Handlungsbedarf sehen wir für das kommende Jahr vor allem im Bereich Stadtentwicklung. Zum einen stellt die wachsende Einwohnerzahl Oranienburgs weiterhin eine erhebliche Herausforderung für den Ausbau der sozialen Infrastruktur dar. Hier werden wir weiter aufmerksam die angelaufenen Bauprojekte der Stadt verfolgen und uns im Zweifel für großzügigere Lösungen mit entsprechenden Reserven einsetzen. Auch im Rahmen des Beteiligungsverfahrens für das geplante Jugendcafé haben wir erste Ideen eingebracht und wollen diese mit dem Jugendbeirat weiter entwickeln. Um die Innenstadt als lebendiges Zentrum zu erhalten, suchen wir derzeit gemeinsam mit dem lokalen Einzelhandel nach Kooperationsmöglichkeiten für einen Einstieg ins Online-Geschäft. Ein erstes vielversprechendes Treffen mit konkreten Lösungsvorschlägen konnten wir hierzu bereits abhalten. Ebenso bleibt der Ausbau des ÖPNV eine Baustelle, der wir uns im kommenden Jahr verstärkt widmen wollen. Für die langfristige Entwicklung Oranienburgs setzen wir uns für einen Erhalt und Wiederaufbau der historischen Baustruktur ein. Eine von uns beantragte Resolution zum Erhalt des historischen Speichers konnte leider im Dezember nicht mehr behandelt werden, steht aber für Januar auf der Tagesordnung. Diese war vor allem eine Reaktion auf das einseitige Vorgehen der SPD-Fraktion, die unserer Auffassung nach die Position der Stadt eher geschwächt hat. Deshalb werden wir uns in dieser Frage weiterhin für ein gemeinsames Vorgehen aller Fraktionen einsetzen.
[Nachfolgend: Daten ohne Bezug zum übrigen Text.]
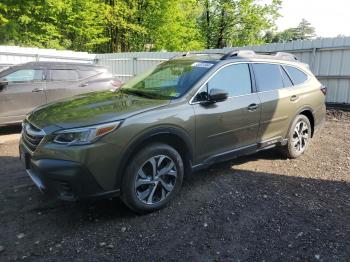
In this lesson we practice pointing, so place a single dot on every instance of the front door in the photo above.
(21, 92)
(232, 124)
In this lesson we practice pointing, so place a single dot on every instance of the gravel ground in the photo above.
(256, 208)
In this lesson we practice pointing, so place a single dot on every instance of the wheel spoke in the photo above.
(141, 173)
(166, 169)
(166, 186)
(144, 194)
(160, 161)
(154, 166)
(141, 182)
(163, 194)
(150, 197)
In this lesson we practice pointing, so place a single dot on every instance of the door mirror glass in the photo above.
(217, 95)
(3, 83)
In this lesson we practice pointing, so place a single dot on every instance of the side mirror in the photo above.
(217, 95)
(3, 83)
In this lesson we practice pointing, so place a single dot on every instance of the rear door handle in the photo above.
(39, 89)
(294, 98)
(253, 107)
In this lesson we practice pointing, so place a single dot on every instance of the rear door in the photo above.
(231, 124)
(25, 90)
(278, 101)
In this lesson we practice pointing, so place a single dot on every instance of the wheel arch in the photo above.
(175, 137)
(309, 113)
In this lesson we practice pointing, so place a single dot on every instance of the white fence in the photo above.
(329, 59)
(18, 55)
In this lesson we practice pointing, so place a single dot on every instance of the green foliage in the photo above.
(302, 32)
(135, 25)
(237, 22)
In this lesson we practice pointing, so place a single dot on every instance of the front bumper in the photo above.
(62, 179)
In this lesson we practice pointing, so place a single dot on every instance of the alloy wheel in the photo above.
(155, 179)
(300, 136)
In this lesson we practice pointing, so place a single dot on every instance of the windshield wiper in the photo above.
(144, 94)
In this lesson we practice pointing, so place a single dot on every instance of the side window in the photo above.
(268, 77)
(286, 80)
(25, 75)
(298, 77)
(234, 79)
(64, 75)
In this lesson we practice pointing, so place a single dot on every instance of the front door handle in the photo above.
(253, 107)
(39, 89)
(294, 98)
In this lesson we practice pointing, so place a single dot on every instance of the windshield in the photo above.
(168, 80)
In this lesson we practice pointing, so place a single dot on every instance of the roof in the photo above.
(239, 55)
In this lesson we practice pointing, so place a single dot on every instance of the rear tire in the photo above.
(152, 178)
(299, 137)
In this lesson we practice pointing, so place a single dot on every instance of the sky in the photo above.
(330, 18)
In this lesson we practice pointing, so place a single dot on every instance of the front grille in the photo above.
(31, 135)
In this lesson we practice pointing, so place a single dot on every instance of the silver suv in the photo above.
(26, 86)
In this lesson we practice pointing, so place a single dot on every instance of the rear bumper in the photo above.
(65, 180)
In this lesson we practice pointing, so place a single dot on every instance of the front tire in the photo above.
(298, 137)
(152, 178)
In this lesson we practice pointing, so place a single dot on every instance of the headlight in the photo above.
(84, 135)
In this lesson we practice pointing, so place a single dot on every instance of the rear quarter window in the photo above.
(298, 77)
(268, 77)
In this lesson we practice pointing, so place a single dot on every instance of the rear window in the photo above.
(25, 75)
(64, 75)
(268, 77)
(298, 77)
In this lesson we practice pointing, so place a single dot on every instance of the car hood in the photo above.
(91, 108)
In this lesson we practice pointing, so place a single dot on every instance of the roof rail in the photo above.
(196, 53)
(239, 54)
(252, 54)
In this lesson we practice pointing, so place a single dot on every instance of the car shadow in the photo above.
(252, 210)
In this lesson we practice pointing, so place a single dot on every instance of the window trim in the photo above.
(307, 79)
(253, 87)
(253, 78)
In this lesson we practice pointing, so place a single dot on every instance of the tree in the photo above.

Auch in Zukunft möchten wir zudem als Mittler zwischen Bürgern und der Verwaltung auftreten und hoffen daher auf Anregungen aus der Bevölkerung, die wir jederzeit gerne über unser Kontaktformular entgegennehmen. Zudem freuen wir uns auf die Beteiligung interessierter Bürger bei unseren Stammtischen. Abschließend bleibt uns nur, allen Lesern ein frohes Weihnachtsfest sowie einen guten Rutsch ins neue Jahr zu wünschen.